Sunday, February 5, 2012

Optimal Taxation Rates

The Republicans argue for lower taxes, the Democrats for more investment. So who is right? I don't know, but let's start with the correct mathematical basis.

The Republican claim is twofold: that lowering tax rates will increase investment, because there is insufficient incentive for investment, and that by increasing economic activity, lowering taxes will actually increase tax revenue.

Suppose the tax rate were 100%. Clearly, no one would have any incentive to work, because working would not bring any economic reward to the worker. Bringing the tax rate down to 99% would be huge. Suddenly, people would be getting some money for work, and their incentive to work would go up by essentially an infinite ratio. Less absurdly, consider a tax rate of 90%. Dropping from there to 80% effectively doubles the economic reward of income, while government revenue per transaction drops from 0.9 to 0.8, which is only 1/9th of revenues. It's a win-win.
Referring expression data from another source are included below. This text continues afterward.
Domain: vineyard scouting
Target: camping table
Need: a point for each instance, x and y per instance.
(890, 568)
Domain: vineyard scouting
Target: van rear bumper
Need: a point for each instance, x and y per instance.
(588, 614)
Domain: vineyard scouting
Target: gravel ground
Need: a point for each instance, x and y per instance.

But consider the opposite. At a tax rate of 20%, everyone already has a huge incentive to engage in economic activity. They are getting 80% of their money. The government on the other hand, by dropping the rate from 20% to 10%, is giving up 50% of the revenue from each transaction. It's quite obvious from the basic math that the optimal revenue level is not between 10% and 20%.

I would guess that the optimum is somewhere between 20 and 40 percent, in other words, where it was during the Clinton boom years.

No, dropping tax rates is not always advantageous. At current levels, it's quite harmful. We all need public education, roads, a military, and to finance our operation without debt.